Get the USA TODAY app Flying spiders explained Start the day smarter ☀️ Honor all requests?
NEWS
NASA

Voyager 1 finds unknown region at edge of solar system

Michael Winter, USA TODAY
Artist's concept shows Voyager 1 (top) and Voyager 2 spacecraft in a previously unknown region at the edge of interstellar space. Voyager 1, launched in 1977, could become the first human-made object to leave our solar system in the relatively near future.

The Voyager 1 spacecraft is traveling through a previously unknown region of deep space as it heads out of our solar system, which might happen soon, scientists reported Monday.

Voyager and its twin, Voyager 2, were launched in 1977 and will become the first man-made objects to exit our celestial neighborhood -- relatively soon.

"We don't know exactly how long it will take," Edward Stone, a project scientist, told reporters during a teleconference, Space.com reports. "It may take two months, it may take two years."

"We do believe this may be the very last layer between us and interstellar space," he said. "This region was not anticipated, was not predicted."

Both spacecraft, which continue to send data back to Earth, are in the heliosheath, the outermost layer of the heliosphere.

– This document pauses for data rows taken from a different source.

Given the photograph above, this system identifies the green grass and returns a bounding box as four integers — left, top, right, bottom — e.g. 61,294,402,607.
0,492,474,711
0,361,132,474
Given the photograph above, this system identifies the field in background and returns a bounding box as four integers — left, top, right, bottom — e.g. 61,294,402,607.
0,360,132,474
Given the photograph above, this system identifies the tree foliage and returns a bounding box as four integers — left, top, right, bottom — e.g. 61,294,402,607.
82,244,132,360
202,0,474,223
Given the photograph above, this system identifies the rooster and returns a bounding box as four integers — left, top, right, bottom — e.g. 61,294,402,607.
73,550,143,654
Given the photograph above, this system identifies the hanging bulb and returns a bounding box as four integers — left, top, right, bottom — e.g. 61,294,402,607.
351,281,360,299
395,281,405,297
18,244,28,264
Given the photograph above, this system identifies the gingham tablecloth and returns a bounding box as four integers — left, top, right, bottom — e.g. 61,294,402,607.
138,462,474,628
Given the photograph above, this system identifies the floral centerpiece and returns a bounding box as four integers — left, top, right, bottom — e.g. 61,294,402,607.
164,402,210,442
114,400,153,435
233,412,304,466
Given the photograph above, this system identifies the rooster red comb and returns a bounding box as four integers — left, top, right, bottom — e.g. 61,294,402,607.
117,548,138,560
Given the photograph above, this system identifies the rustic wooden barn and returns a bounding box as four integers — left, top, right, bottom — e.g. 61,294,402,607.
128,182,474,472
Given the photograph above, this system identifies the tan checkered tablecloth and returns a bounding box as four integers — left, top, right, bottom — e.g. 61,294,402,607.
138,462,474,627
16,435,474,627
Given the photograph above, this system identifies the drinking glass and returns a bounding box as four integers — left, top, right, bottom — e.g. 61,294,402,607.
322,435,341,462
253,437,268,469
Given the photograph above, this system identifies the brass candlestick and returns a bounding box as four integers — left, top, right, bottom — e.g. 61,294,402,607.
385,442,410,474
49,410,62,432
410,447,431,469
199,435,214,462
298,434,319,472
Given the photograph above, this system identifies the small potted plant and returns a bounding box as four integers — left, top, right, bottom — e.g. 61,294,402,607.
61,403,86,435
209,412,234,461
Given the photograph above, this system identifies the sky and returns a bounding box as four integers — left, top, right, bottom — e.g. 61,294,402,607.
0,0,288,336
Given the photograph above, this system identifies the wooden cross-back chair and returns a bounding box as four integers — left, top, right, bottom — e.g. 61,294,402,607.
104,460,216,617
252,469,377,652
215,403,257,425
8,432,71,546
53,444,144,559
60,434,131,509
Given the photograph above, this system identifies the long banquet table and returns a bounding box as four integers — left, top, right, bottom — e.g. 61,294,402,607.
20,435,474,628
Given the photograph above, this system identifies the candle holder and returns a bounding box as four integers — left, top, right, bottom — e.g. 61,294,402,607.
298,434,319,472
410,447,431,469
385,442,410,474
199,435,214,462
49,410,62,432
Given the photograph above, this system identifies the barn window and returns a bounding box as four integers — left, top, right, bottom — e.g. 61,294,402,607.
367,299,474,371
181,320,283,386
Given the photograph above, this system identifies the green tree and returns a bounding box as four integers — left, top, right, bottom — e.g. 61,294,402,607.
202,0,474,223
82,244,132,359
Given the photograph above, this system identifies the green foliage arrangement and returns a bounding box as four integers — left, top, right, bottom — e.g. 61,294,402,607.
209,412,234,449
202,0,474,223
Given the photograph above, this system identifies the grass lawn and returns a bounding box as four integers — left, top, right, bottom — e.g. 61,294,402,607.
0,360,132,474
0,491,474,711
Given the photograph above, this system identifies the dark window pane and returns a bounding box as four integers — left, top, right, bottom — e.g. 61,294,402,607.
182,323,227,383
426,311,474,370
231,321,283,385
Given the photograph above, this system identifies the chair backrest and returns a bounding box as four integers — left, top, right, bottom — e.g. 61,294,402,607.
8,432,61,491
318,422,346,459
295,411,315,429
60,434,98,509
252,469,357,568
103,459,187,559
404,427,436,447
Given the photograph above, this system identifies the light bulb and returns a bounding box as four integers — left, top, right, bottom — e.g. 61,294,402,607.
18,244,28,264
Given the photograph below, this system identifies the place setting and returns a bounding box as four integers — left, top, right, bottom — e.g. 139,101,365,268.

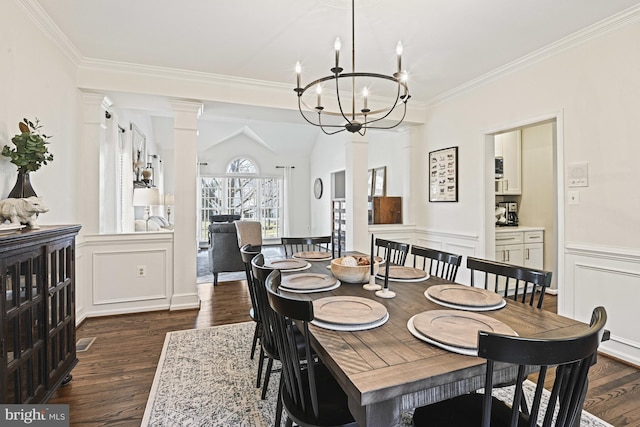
280,273,340,294
311,295,389,332
424,283,507,311
264,258,311,273
377,264,429,282
407,310,518,356
293,251,333,261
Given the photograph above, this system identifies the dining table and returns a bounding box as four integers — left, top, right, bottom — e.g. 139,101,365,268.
281,253,588,427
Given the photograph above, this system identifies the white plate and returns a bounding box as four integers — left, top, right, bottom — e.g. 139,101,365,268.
407,314,478,356
293,252,333,261
0,224,26,236
424,291,507,311
376,273,431,283
280,263,311,273
279,280,340,294
311,313,389,332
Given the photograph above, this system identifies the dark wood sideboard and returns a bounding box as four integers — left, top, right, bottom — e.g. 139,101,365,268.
0,225,80,403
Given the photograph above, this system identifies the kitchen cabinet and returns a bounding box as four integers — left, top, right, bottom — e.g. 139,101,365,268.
371,197,402,224
496,227,544,270
496,232,524,265
524,231,544,270
331,199,347,256
495,130,522,196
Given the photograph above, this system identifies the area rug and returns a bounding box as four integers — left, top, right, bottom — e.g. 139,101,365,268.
141,322,612,427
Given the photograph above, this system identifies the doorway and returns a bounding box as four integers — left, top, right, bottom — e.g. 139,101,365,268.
485,113,564,294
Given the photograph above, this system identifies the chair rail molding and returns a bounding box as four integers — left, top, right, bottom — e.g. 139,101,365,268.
558,243,640,366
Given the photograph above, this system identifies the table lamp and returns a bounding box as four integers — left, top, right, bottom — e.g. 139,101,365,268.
133,188,160,231
162,193,174,223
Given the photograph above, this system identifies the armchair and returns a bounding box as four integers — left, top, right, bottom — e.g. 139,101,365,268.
209,222,244,286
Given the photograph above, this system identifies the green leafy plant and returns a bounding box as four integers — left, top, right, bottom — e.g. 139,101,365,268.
2,117,53,172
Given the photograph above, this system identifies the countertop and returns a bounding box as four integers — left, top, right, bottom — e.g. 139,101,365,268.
496,225,544,233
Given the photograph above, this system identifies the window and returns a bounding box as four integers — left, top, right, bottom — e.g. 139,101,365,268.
200,158,283,241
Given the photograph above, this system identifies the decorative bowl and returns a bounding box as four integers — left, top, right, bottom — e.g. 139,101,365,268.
331,257,380,283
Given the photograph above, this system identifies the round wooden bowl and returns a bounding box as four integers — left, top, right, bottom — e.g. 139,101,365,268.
331,258,380,283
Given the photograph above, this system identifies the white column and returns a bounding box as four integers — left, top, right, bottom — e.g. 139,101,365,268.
400,127,418,224
345,133,370,253
171,101,202,310
76,93,105,235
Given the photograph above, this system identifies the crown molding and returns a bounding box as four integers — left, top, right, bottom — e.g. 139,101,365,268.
426,4,640,108
17,0,82,67
79,58,291,89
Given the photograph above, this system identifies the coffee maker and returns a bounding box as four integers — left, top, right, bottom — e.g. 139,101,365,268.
498,202,518,227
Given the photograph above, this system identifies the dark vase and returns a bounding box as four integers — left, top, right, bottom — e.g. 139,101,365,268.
9,172,37,199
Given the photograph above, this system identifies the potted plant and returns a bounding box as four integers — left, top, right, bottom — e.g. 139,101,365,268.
2,118,53,199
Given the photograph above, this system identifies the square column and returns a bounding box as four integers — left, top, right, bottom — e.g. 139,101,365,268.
345,133,370,253
171,101,202,310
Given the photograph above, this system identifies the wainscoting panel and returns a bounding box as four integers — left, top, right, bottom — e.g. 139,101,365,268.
558,245,640,366
407,230,481,285
93,249,167,305
80,233,175,317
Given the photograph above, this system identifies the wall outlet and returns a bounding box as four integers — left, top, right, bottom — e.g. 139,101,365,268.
136,265,147,277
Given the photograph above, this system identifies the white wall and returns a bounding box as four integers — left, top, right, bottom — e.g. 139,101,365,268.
416,20,640,360
0,1,82,226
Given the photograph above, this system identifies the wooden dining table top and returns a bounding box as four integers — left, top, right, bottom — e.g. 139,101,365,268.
284,254,588,427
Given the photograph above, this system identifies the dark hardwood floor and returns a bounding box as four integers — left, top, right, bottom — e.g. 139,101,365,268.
49,282,640,427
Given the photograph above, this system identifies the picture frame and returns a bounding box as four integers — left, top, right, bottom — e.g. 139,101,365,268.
428,147,458,202
372,166,387,197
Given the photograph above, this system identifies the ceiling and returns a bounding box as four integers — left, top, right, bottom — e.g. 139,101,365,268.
32,0,638,147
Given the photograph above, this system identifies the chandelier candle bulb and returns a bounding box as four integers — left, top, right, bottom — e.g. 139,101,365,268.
362,86,369,112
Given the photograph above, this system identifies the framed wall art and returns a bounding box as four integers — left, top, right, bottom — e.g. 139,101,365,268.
429,147,458,202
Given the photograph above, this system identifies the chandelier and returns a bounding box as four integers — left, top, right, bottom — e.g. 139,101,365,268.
294,0,411,135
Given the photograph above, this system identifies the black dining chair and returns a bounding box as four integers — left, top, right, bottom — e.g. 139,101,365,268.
240,244,262,362
251,253,315,399
280,236,335,258
467,257,552,308
375,238,409,265
411,245,462,282
413,307,607,427
251,253,280,399
266,270,357,427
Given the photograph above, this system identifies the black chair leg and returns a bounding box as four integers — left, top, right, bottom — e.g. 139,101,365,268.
256,347,265,388
250,322,260,360
262,357,273,400
275,375,282,427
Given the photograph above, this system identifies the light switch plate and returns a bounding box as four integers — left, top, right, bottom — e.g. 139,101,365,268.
568,162,589,187
567,190,580,205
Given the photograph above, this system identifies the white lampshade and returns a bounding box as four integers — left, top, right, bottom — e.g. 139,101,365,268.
162,193,173,206
133,188,160,206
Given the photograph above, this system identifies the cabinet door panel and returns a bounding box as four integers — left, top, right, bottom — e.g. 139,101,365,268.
524,243,544,270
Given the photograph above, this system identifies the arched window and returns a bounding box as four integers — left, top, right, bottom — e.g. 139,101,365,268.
200,157,284,241
227,158,258,174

That's where the force of interstellar cosmic ray particles slows the solar wind generated by the sun.

Scientists, meeting Monday in San Francisco, dubbed the new region a "magnetic highway," where charged particles from inside and outside the heliosphere flow out and in. NASA posted animations imagining what the Voyagers are experiencing, if the naked-to-the-eye ions could be seen.

The twin probes explored Jupiter, Saturn, Neptune and Uranus between 1979 and 1989.